Unraveling the impact of protease hydrolysis on the gelation properties of whole egg liquid: physicochemical, textural and structural characteristics

Abstract BACKGROUND Egg proteins are of high quality with excellent gelation properties. This study explored how neutral protease hydrolysis (400, 800, 1200 U g −1 ) and heating time (10, 20 min) affect whole egg liquid (WEL) gelation, focusing on protein solubility, intermolecular interactions and gel structure changes for food applications. RESULTS Enzymatic hydrolysis significantly increased the degree of hydrolysis, with higher enzyme dosage (up to 1200 U g −1 ) leading to enhanced protein solubility (from 81.09% to 93.21%) and reduced average particle size (from 476 to 80 nm). Texture analysis showed that higher enzyme levels reduced the breaking force and distance to rupture, while prolonged heating time (20 min) could increase breaking force, such as increasing the 1200 U g −1 sample from 17.4 to 23.27 g. Fourier transform infrared spectroscopy showed that enzymatic hydrolysis raised β ‐sheet content (from 43.62% to 43.98%) but reduced β ‐turn, whereas prolonged heating shifted β ‐sheet to β ‐turn.

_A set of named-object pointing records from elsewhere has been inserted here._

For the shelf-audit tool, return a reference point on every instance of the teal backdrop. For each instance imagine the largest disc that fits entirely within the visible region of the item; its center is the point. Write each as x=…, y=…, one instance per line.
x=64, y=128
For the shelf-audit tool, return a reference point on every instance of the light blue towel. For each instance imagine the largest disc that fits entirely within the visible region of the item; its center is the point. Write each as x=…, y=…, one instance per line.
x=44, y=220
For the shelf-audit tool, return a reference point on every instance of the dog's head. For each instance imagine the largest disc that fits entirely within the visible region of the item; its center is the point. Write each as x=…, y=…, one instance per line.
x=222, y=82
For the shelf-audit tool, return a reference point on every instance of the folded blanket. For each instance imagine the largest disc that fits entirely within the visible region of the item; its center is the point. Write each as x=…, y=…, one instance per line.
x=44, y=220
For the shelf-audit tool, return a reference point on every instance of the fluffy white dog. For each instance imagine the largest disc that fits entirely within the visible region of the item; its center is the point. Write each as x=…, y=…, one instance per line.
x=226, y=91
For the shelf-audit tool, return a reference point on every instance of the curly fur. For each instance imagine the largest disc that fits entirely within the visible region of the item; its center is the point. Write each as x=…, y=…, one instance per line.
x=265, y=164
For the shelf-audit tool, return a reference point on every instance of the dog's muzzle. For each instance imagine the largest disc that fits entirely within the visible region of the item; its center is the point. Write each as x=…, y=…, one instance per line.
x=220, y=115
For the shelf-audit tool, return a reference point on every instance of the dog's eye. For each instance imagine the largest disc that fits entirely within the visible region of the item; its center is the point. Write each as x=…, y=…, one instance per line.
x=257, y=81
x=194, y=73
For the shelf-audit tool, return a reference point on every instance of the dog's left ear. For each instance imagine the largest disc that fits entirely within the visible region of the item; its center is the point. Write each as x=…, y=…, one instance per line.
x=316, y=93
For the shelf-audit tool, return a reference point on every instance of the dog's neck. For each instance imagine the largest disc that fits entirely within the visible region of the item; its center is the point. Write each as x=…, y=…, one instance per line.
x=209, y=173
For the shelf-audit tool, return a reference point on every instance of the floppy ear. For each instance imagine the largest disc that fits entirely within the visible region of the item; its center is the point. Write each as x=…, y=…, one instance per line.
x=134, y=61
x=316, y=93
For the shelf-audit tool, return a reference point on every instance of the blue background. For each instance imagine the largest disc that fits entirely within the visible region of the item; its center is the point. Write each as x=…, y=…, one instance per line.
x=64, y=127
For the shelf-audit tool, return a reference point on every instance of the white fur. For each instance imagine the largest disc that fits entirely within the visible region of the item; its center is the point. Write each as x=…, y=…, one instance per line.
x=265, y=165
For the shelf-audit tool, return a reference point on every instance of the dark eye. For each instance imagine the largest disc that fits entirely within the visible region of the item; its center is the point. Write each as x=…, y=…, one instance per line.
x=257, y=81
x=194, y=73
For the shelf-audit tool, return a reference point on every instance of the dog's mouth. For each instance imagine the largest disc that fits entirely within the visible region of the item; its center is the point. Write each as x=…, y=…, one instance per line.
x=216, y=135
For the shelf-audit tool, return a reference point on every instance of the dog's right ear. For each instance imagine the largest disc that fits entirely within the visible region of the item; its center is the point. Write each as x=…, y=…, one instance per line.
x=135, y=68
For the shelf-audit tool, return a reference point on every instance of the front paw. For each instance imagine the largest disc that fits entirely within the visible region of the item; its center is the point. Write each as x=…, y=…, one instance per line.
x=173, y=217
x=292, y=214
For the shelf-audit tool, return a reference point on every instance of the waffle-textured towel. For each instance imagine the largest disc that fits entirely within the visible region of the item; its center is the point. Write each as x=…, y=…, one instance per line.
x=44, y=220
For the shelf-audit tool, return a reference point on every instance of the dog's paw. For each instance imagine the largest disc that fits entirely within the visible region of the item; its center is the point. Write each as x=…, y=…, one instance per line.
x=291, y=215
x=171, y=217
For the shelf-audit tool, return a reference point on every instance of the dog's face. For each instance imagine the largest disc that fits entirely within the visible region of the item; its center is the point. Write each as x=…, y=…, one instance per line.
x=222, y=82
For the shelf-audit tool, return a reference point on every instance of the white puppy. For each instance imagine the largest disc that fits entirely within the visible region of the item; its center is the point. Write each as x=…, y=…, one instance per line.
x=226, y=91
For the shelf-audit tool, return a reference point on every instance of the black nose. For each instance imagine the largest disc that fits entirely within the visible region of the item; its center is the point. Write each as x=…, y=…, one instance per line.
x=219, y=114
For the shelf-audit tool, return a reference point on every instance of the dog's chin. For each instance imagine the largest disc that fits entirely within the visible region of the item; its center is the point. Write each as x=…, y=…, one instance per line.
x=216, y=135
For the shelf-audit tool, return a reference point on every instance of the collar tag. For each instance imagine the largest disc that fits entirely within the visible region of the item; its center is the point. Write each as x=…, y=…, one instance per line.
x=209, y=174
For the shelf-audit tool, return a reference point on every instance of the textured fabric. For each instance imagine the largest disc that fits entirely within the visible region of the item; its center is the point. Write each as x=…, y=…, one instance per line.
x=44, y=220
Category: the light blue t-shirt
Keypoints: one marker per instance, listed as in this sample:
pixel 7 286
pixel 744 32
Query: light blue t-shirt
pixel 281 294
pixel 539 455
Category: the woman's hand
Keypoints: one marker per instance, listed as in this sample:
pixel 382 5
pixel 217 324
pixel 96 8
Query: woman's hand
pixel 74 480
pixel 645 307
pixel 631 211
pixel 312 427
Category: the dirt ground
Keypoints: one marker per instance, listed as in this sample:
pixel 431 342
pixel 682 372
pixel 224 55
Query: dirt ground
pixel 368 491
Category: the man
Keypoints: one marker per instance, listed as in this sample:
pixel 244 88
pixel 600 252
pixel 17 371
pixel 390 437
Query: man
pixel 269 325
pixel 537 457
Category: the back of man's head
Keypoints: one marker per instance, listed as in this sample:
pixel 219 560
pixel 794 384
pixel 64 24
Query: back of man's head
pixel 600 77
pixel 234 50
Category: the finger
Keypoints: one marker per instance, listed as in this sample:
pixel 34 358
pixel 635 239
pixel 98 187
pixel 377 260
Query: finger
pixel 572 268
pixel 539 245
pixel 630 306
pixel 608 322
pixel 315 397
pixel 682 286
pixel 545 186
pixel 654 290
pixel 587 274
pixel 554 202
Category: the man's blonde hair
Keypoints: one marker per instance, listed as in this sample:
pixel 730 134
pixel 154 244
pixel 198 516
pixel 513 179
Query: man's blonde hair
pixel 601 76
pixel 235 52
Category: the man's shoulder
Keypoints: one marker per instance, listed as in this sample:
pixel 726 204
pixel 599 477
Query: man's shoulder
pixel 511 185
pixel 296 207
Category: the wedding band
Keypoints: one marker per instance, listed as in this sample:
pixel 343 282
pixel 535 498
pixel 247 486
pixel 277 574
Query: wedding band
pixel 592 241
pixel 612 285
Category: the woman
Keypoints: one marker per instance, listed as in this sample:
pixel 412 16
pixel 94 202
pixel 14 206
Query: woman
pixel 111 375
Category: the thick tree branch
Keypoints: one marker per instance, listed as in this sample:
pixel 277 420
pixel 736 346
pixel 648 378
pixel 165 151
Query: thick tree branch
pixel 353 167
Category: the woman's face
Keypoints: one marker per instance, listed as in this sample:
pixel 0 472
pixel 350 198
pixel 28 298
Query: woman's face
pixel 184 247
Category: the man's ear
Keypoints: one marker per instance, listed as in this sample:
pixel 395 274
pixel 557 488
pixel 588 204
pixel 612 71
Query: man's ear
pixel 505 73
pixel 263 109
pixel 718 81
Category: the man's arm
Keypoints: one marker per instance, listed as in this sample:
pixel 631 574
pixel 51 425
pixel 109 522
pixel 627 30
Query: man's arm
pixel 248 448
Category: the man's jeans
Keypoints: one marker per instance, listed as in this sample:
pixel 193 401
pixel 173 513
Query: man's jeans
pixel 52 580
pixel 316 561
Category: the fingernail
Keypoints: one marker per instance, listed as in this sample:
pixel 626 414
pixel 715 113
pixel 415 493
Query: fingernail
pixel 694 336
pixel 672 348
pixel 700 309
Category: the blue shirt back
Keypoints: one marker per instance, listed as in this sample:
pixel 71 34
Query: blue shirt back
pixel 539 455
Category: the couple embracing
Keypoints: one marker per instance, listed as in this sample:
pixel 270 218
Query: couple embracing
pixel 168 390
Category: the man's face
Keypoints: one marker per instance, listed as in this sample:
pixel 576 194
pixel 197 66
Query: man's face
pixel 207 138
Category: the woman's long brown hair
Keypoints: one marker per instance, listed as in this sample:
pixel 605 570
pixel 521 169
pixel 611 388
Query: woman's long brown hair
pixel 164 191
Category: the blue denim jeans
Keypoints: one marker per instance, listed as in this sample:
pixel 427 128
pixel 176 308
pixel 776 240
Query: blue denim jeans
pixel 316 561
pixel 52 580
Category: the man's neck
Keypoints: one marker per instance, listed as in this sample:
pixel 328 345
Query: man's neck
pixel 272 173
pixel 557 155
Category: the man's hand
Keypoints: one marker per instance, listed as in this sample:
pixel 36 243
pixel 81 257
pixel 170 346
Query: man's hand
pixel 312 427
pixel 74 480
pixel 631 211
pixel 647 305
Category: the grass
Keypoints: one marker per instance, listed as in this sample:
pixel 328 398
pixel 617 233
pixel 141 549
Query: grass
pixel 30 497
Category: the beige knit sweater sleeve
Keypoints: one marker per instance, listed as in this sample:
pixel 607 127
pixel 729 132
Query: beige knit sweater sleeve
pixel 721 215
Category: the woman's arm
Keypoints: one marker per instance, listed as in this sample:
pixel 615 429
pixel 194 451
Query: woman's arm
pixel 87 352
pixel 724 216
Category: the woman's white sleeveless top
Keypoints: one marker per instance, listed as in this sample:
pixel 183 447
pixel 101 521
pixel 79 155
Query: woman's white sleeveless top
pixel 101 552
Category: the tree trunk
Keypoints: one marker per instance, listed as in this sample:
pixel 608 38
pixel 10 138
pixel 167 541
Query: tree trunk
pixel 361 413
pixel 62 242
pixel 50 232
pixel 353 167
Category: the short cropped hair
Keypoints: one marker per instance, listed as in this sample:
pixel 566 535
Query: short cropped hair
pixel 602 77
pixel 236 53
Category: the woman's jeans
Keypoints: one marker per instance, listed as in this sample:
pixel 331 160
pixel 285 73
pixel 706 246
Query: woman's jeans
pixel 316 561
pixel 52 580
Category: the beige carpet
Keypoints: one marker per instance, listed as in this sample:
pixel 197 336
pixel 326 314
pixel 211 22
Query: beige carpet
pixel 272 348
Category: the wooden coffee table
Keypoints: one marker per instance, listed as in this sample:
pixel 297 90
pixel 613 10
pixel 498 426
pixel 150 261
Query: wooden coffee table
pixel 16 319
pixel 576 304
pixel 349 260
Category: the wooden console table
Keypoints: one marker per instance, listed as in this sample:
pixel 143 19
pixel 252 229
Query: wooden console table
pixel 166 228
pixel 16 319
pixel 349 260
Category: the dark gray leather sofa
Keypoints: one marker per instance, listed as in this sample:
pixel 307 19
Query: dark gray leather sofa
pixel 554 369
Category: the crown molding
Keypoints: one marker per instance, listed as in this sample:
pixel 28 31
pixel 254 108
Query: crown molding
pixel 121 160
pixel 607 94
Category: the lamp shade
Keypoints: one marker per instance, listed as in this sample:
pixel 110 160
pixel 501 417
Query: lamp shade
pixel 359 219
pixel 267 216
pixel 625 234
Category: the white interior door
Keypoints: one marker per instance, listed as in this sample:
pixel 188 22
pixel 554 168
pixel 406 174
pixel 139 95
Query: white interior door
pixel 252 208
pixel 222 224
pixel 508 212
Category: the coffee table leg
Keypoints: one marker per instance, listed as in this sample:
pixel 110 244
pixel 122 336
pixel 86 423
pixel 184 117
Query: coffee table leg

Intermolecular force analysis indicated dominant hydrophobic interactions in control gels, while enzymatically treated gels exhibited increased ionic bonds and hydrogen bonds. Scanning electron microscopy demonstrated that enzymatic hydrolysis and longer heating produced denser, more uniform gel networks. CONCLUSION Protease hydrolysis and heating time greatly modulate WEL gel properties. Enzymatic treatment makes gels softer, while longer heating improves hardness and microstructure. These findings can guide tailoring of WEL gel properties for industrial uses like custards by optimizing conditions. © 2025 Society of Chemical Industry.